Keywords: Analgesia, emergency department, hand injuries, tetanus prophylaxis
|How to cite this article:|
Ghiya MN, Murty S, Shetty N, D'Cunha R. A descriptive study of hand injuries presenting to the adult emergency department of a tertiary care center in urban India. J Emerg Trauma Shock 2017;10:19-25
|How to cite this URL:|
Ghiya MN, Murty S, Shetty N, D'Cunha R. A descriptive study of hand injuries presenting to the adult emergency department of a tertiary care center in urban India. J Emerg Trauma Shock [serial online] 2017 [cited 2021 Apr 14];10:19-25. Available from: https://www.onlinejets.org/text.asp?2017/10/1/19/199519
| Introduction|| |
Studies in the emergency room showed that hand injuries comprise up to 10% of the visits and range from simple lacerations or finger sprains to mutilating injuries or amputations. The human hand is extremely complex and often difficult to understand.
Therefore, an entire subspecialty of training is dedicated to the hand. However, emergency physicians (EPs) and primary care providers manage most of the acute, traumatic hand injuries either for a brief period before the patient is taken over by the hand surgeon or the definitive treatment and discharge.
Managing emergent hand conditions encompasses correctly identifying and treating such injuries, which can be difficult at times due to subtle presentations. The most critical step is understanding which ones can be appropriately managed in the emergency department (ED), and which need an urgent referral, and then providing proper splinting and wound management.

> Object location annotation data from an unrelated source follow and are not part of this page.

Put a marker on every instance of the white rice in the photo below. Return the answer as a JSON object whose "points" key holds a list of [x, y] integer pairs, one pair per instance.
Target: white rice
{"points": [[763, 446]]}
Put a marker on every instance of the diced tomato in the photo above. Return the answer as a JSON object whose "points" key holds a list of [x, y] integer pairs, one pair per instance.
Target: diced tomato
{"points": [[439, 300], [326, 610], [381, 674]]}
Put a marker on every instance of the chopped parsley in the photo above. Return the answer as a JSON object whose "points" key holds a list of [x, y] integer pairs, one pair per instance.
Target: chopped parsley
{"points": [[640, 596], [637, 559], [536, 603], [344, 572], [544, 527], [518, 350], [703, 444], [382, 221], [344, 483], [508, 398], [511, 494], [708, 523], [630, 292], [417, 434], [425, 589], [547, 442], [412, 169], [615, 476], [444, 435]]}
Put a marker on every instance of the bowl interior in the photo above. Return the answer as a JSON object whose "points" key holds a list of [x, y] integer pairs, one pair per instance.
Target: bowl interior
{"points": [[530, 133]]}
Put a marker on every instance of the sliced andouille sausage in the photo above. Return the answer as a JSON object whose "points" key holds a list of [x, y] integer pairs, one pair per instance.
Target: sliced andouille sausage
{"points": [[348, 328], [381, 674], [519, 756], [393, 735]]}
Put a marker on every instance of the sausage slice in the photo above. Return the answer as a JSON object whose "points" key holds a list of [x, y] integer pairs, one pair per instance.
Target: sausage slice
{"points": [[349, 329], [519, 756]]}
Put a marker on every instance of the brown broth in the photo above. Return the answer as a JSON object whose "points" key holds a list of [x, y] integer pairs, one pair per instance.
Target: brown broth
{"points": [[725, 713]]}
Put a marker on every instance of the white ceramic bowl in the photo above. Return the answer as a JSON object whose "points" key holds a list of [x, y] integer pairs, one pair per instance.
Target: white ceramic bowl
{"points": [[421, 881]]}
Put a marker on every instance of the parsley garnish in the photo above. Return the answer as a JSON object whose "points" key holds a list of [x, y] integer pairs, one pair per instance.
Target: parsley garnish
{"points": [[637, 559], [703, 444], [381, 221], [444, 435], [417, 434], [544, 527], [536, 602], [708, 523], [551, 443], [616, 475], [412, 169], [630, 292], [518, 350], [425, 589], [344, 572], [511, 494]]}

Many patients seeking wound care have not received adequate tetanus immunizations in the emergency. In this circumstance, tetanus can be potentially prevented by episodic administration of tetanus toxoid either alone or with tetanus immunoglobulin, as dictated by recommendations of the Advisory Committee on Immunization Practices (ACIP). However, very minimal information exists about the extent to which these recommendations are followed in ED practice. Further, the management of pain is often neglected and overlooked. Even if analgesia is administered, it is unlikely to have been sufficient. It is, thus, the responsibility of the attending doctor to relieve patients of the pain, even before considering definitive management.
Emergency medicine-based trials are sparse regarding the ED management of hand injuries. Hence, our over-reliance on the expert opinion. One must understand that specialty consultation may sometimes be delayed for days or weeks, more so in a resource-limited setting like ours. The EP must then take appropriate first aid measures and definitive plans awaiting consults.

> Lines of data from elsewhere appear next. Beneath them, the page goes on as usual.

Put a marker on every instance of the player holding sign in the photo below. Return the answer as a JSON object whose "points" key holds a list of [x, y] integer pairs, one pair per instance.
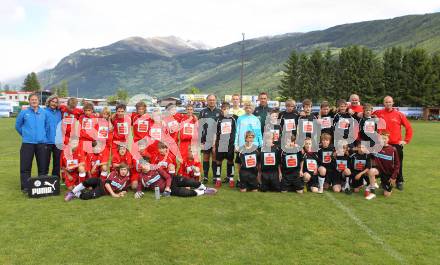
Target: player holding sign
{"points": [[249, 164], [189, 127], [342, 171], [291, 158], [289, 118], [327, 163], [224, 143], [360, 163], [121, 127], [309, 168], [270, 164], [140, 121], [386, 166]]}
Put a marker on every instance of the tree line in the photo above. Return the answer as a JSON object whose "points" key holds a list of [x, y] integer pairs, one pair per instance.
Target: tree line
{"points": [[410, 76]]}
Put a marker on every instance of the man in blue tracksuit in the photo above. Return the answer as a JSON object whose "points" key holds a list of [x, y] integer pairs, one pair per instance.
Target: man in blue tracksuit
{"points": [[32, 125], [53, 120]]}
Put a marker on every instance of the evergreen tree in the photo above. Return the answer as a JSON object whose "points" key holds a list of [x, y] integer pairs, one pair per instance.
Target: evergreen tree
{"points": [[288, 86], [31, 83]]}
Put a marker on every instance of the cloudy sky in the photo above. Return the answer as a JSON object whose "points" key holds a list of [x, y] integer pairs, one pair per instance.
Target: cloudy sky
{"points": [[35, 35]]}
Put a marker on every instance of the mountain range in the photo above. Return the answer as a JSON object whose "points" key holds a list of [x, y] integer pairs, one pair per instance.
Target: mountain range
{"points": [[165, 66]]}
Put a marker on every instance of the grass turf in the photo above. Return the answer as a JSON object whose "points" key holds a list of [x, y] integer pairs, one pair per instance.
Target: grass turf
{"points": [[229, 228]]}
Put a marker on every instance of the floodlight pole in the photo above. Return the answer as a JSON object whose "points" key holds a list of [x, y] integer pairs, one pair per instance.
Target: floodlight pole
{"points": [[242, 68]]}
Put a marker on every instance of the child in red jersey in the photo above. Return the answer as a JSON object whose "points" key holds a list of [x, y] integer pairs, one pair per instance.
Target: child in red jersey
{"points": [[386, 166], [190, 167], [96, 164], [93, 188], [172, 122], [164, 159], [121, 127], [70, 115], [122, 156], [188, 131], [73, 164], [104, 133], [87, 128], [140, 121], [139, 154]]}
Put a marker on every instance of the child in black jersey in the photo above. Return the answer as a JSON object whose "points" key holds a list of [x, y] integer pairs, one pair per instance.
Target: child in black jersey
{"points": [[269, 164], [343, 172], [291, 159], [249, 168], [327, 162], [359, 164]]}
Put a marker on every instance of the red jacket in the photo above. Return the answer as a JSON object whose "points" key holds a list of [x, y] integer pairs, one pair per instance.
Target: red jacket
{"points": [[394, 120], [164, 180], [387, 161]]}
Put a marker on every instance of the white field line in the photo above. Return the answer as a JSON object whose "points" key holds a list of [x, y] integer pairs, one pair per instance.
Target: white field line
{"points": [[389, 250]]}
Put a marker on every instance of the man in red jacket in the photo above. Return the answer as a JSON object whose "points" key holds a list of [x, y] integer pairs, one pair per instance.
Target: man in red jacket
{"points": [[394, 120]]}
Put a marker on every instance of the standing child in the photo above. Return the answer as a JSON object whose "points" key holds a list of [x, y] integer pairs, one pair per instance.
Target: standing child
{"points": [[327, 163], [270, 164], [386, 166], [73, 164], [289, 119], [190, 167], [343, 172], [121, 124], [291, 158], [249, 167], [224, 143], [140, 122], [188, 134], [326, 118], [274, 127], [360, 164], [309, 168]]}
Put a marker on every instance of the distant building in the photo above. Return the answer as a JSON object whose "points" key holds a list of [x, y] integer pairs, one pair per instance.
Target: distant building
{"points": [[165, 101], [15, 96]]}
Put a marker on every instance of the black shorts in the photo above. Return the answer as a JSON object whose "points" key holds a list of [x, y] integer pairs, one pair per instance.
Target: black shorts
{"points": [[248, 180], [292, 184], [385, 182], [208, 151], [360, 182], [270, 181], [313, 182], [220, 156], [333, 177], [237, 158]]}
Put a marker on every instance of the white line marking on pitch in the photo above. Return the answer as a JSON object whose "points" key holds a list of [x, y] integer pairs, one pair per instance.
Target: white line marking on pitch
{"points": [[393, 253]]}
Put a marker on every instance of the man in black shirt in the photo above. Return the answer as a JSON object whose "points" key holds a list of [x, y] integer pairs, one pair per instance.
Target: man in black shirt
{"points": [[208, 119], [262, 110]]}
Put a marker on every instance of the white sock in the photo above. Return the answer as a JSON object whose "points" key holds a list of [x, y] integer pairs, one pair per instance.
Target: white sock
{"points": [[201, 187], [321, 182], [199, 192], [77, 190]]}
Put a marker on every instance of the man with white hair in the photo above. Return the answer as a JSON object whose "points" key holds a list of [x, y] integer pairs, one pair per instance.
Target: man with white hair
{"points": [[53, 119], [394, 120]]}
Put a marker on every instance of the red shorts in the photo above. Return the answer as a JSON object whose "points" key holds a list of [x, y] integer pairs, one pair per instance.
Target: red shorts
{"points": [[73, 182]]}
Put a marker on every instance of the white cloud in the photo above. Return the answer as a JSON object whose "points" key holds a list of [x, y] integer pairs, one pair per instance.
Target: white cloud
{"points": [[74, 24]]}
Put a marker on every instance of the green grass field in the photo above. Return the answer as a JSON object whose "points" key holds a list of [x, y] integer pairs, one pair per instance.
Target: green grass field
{"points": [[229, 228]]}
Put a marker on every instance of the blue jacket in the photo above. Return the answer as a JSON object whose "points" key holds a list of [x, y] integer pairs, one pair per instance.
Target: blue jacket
{"points": [[32, 126], [53, 119], [248, 123]]}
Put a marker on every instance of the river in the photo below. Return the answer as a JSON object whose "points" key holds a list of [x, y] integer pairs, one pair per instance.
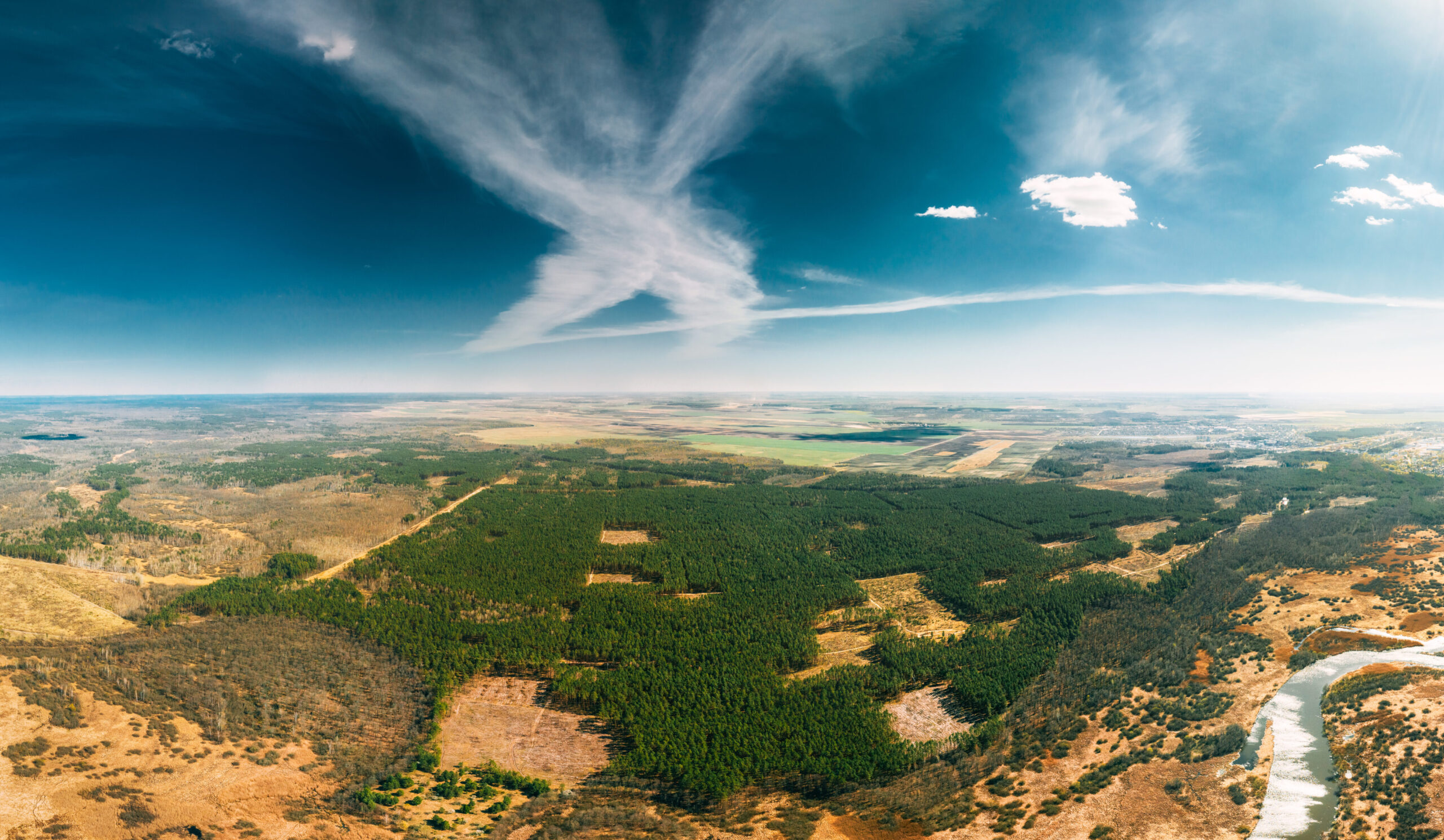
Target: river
{"points": [[1301, 789]]}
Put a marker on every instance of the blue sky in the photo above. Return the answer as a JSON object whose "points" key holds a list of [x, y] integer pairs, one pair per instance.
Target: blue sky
{"points": [[311, 195]]}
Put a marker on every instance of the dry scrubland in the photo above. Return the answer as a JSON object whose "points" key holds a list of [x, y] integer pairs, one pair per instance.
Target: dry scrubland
{"points": [[152, 733]]}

Emergency medicine is a new field in our country, and every physician should be trained in the assessment and management of emergencies including trauma. The evaluation of hand injuries needs specialized training and practice. However, a study done to describe the diagnostic errors occurring in district general hospital accident and EDs in England over 4 years showed 953 diagnostic errors in 934 patients. Very few Indian studies have described hand injuries, specifically in detail; one such is that by Mathur and Sharma. Hence, this study would go hand in hand with the aforementioned study in building national data regarding hand injuries. Moreover, this would help create data regarding the ED presentation and management of hand injuries that is presently lacking in our country, which would further help improve ED first aid management including the often neglected analgesia for hand injuries. The stronger randomized, controlled studies that exist on hand injuries focus on their operative or rehabilitative aspects and are found in the hand surgery or occupational therapy literature. Very few studies describe the emergency presentation and management of these injuries, which includes early wound care, tetanus prophylaxis, and adequate analgesia.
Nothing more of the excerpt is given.